3 Data Science in medicine and healthcare
Many contemporary societal challenges are related to public health, and while Data Science is poised to play an important role here there are also many challenges to overcome. In their contribution Big data and precision medicine: Challenges and strategies with healthcare data, Johann Kraus, Ludwig Lausser, Peter Kuhn, Franz Jobst, Michaela Bock, Carolin Halanke, Michael Hummel, Peter Heuschmann and Hans Kestler consider the promise of Data Science for precision medicine. They argue that major challenges arise not so much from algorithmic issues but rather from the need for integration of heterogeneous data sources, and propose a possible strategy by iterating processes of data harmonisation, semantic enrichment and analytics.
Continuing the data integration and quality theme, Ricardo Cruz-Correia, Duarte Ferreira, Gustavo Bacelar, Pedro Marques and Priscila Maranhão discuss in Personalised medicine challenges: Quality of data the challenges associated with managing digital health data. They particularly highlight the need for documenting the provenance of the data so that data scientists can fully understand how data were collected and what its context is.

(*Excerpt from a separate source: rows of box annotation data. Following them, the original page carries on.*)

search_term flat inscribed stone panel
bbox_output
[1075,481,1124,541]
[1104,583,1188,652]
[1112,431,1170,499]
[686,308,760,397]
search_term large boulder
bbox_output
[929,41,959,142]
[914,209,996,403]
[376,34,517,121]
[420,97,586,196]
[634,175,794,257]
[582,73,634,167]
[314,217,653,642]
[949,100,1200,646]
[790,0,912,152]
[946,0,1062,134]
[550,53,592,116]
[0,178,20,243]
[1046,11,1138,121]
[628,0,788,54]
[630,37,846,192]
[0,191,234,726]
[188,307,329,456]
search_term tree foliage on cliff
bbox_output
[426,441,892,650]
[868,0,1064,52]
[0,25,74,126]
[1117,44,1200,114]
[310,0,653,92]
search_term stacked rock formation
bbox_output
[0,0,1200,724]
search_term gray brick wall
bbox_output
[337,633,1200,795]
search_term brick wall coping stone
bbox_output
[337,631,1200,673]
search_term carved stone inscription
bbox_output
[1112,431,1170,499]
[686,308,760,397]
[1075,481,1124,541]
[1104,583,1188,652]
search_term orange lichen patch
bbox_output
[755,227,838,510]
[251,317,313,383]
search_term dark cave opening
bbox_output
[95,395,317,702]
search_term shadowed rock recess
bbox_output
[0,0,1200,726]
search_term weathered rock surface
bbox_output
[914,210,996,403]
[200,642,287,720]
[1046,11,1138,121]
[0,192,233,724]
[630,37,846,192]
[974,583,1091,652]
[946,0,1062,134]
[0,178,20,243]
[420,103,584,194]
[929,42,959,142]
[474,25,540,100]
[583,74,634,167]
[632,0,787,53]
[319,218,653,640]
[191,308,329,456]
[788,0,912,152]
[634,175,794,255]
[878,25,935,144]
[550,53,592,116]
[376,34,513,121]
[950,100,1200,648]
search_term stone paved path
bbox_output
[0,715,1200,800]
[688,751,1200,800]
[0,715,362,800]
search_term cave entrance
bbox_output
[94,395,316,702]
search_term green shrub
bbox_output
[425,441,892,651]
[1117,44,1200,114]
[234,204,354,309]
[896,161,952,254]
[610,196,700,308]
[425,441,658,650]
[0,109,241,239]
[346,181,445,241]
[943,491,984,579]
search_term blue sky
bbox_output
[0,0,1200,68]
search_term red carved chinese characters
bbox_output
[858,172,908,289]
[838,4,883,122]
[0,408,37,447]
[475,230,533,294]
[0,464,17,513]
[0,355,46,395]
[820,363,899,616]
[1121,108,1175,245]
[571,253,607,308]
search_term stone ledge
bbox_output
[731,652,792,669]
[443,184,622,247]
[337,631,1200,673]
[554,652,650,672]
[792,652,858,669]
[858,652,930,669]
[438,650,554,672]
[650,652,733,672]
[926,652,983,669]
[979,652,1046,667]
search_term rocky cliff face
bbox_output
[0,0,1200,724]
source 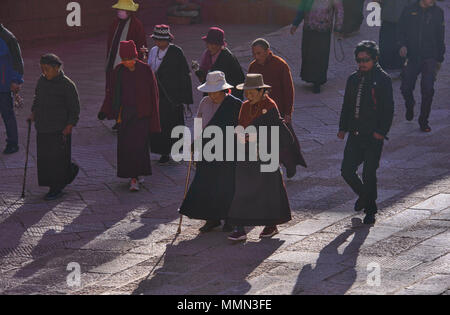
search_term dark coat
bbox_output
[100,60,161,133]
[339,65,394,137]
[397,3,445,62]
[228,102,293,226]
[180,95,242,220]
[31,71,80,133]
[151,45,194,155]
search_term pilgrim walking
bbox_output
[291,0,344,94]
[248,38,306,178]
[29,54,80,200]
[338,41,394,224]
[104,0,147,130]
[399,0,445,132]
[98,41,161,191]
[195,27,245,100]
[180,71,242,232]
[148,25,194,164]
[0,24,23,154]
[228,74,294,241]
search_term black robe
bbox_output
[150,45,193,155]
[180,95,242,220]
[228,108,294,226]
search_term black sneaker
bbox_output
[228,230,247,241]
[420,124,431,132]
[199,220,220,233]
[44,190,64,201]
[3,144,19,154]
[405,106,414,121]
[158,155,170,164]
[355,198,366,212]
[363,213,376,225]
[313,84,320,94]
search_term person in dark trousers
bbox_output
[148,25,194,164]
[29,54,80,200]
[0,24,23,154]
[376,0,417,75]
[195,27,245,100]
[398,0,445,132]
[180,71,242,233]
[338,41,394,224]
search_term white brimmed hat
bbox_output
[197,71,234,93]
[236,73,271,90]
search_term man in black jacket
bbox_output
[338,41,394,224]
[398,0,445,132]
[0,24,23,154]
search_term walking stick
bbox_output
[177,152,193,234]
[21,120,31,198]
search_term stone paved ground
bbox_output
[0,2,450,294]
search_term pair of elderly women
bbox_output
[180,71,294,241]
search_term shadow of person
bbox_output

Finally, in Three controversies in health data science, Niels Peek and Pedro Pereira Rodrigues discuss three issues that are heavily debated among health data scientists: whether data should be used only for the purpose for which they were collected; to which extent routine data sources and innovations in analytical methods alleviate the need to conduct randomised clinical trials; and questions of governance, privacy and trust when routine health data are made available for research. These three issues relate to core challenges for research with health data and define an essential research agenda for the health data science community.
4 In memoriam: Sabine Krolak-Schwerdt, 1958–2017
We dedicate this special issue to the memory of Professor Sabine Krolak-Schwerdt, the first president of the European Association for Data Science (EuADS), inspirator and organiser of the 2016 European Data Science Conference which led to this collection of papers. Professor Krolak-Schwerdt held a personal chair in Educational Measurement at the Faculty of Language and Literature, Humanities, Arts and Education at the University of Luxembourg, and positions in Germany prior to that. She sadly passed away in December 2017, shortly before her 59th birthday.
Sabine was at the forefront of several recent activities to build a European community of data scientists. In 2013 she was the inaugural conference chair of the European Conference on Data Analysis in Luxembourg, which has since established itself as a major conference bringing together methodological and applied data scientists from a wide range of disciplines, with subsequent ECDA conferences in Bremen (2014), Colchester (2015), Wroclaw (2017), Paderborn (2018) and Bayreuth (March 2019). Following on from ECDA 2013, Sabine worked tirelessly on establishing EuADS, formally located in Luxembourg, and in 2015 became its founding President. This special issue is just one of the many things that wouldn’t have happened without Sabine’s leadership.
In addition to being an outstanding and internationally recognised scholar fully dedicated to the scientific endeavour in all its forms, Sabine had a warm personality and a very pleasant and considerate manner which made it a privilege to work with her. She is sadly missed by us and many others, and we will strive to continue and develop her legacy embodied in EuADS and associated activities.